Sopranos star James Gandolfini dies
James Gandolfini, the US actor best known for his role as a therapy-seeking mob boss in The Sopranos, has died at the age of 51.
The actor James Gandolfini, who played mafia boss Tony Soprano on the hit TV series The Sopranos, has died of a suspected heart attack in Italy. He was 51.
According to TMZ website, New Jersey-born Gandolfini went to Italy to attend a film festival in Sicily.
He won three Emmy awards for his role as Tony Soprano, a mafia boss juggling his criminal career and family life.
"It is with immense sorrow that we report our client James Gandolfini passed away today while on holiday in Rome, Italy," said his managers, Mark Armstrong and Nancy Sanders, in a statement on Wednesday night.
"Our hearts are shattered and we will miss him deeply."
HBO also said the star of The Sopranos, which ran for six series on the cable channel from 1999-2007, would be "deeply missed".
He was a special man, a great talent, but more importantly a gentle and loving person who treated everyone no matter their title or position with equal respect," said its statement.
"He touched so many of us over the years with his humour, his warmth and his humility."
Gandolfini was born in 1961 in Westwood, New Jersey, to a school dinner lady and a bricklayer-turned-school caretaker, both of Italian background.
He graduated with a degree in communications from New Jersey's Rutgers University.
Then he moved to New York, finding work as a bartender and a club manager.
Gandolfini's acting career took off in 1992 when he landed a part in a Broadway production of A Streetcar Named Desire.
His breakthrough role came a year later playing a mobster in the movie True Romance.
Gandolfini's more recent film credits included In The Loop, Zero Dark Thirty and Killing Them Softly.
He was nominated for a Tony theatre award in 2009 for his role in the Broadway hit God of Carnage.
Gandolfini is survived by his second wife, Deborah Lin, a former model from Hawaii, whom he married in 2008, and their daughter, Liliana, born last year.

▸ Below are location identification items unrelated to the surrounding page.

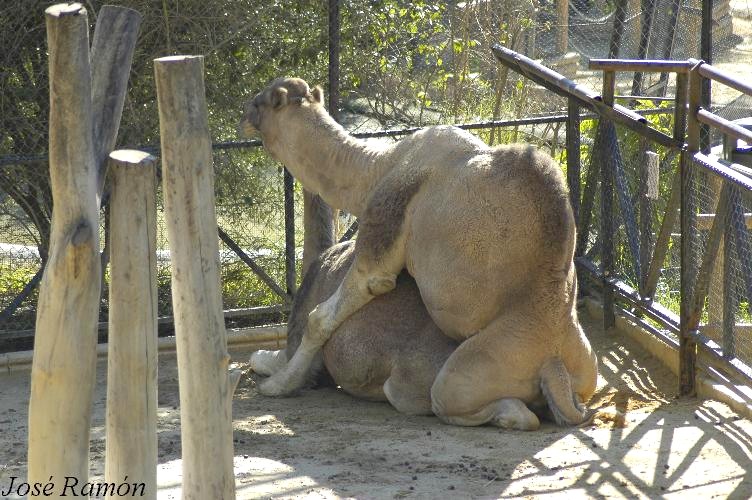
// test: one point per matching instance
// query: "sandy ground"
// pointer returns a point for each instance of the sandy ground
(325, 444)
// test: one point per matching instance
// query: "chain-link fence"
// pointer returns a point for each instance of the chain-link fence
(402, 64)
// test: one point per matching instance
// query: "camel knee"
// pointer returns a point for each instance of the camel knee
(452, 399)
(379, 285)
(512, 413)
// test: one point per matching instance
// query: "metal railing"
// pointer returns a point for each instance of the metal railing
(708, 196)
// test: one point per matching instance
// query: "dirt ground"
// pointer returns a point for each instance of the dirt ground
(325, 444)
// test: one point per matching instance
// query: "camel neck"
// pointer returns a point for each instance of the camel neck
(327, 160)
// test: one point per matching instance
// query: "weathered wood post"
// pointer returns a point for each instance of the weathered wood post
(63, 370)
(188, 184)
(132, 360)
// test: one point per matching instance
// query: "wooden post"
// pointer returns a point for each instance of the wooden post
(132, 360)
(188, 184)
(112, 50)
(63, 370)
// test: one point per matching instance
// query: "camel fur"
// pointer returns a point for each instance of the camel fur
(487, 233)
(389, 350)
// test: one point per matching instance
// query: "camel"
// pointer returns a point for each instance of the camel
(389, 350)
(487, 233)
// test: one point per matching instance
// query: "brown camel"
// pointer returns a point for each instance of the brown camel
(389, 350)
(487, 233)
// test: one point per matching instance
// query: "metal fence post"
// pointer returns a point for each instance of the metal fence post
(573, 155)
(607, 212)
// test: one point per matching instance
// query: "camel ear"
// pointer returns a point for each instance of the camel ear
(279, 97)
(318, 94)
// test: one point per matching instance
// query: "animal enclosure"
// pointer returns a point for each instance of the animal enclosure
(629, 171)
(451, 78)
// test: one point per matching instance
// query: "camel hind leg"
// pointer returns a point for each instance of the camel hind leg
(379, 258)
(491, 376)
(266, 362)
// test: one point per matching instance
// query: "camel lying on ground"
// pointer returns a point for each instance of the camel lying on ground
(487, 233)
(389, 350)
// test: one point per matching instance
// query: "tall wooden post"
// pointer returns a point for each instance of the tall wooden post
(188, 184)
(112, 51)
(63, 370)
(132, 360)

He also leaves a teenage son, Michael, from his first marriage to Marcy Wudarski, his former personal assistant. They wed in 1999 and split three years later.
Sopranos creator David Chase said Gandolfini was a "genius".
"He is one of the greatest actors of this or any time," he said. "A great deal of that genius resided in those sad eyes."
Joe Gannascoli, who played Vito Spatafore on The Sopranos, spoke of his grief at the news.
Lorraine Bracco, who played Tony Soprano's psychiatrist, Dr Jennifer Melfi, in the TV drama, said: "We lost a giant today. I am utterly heartbroken."
Jeff Daniels, who starred with Gandolfini in God of Carnage, said: "If Broadway has a version of a guy you want in your foxhole, Jim Gandolfini was mine."
In a December 2012 interview with the Associated Press news agency, Gandolfini said he had become an actor to overcome his anger.
"I don't know what exactly I was angry about," he said.
"I try to avoid certain things and certain kinds of violence at this point," he added. "I'm getting older, too. I don't want to be beating people up as much."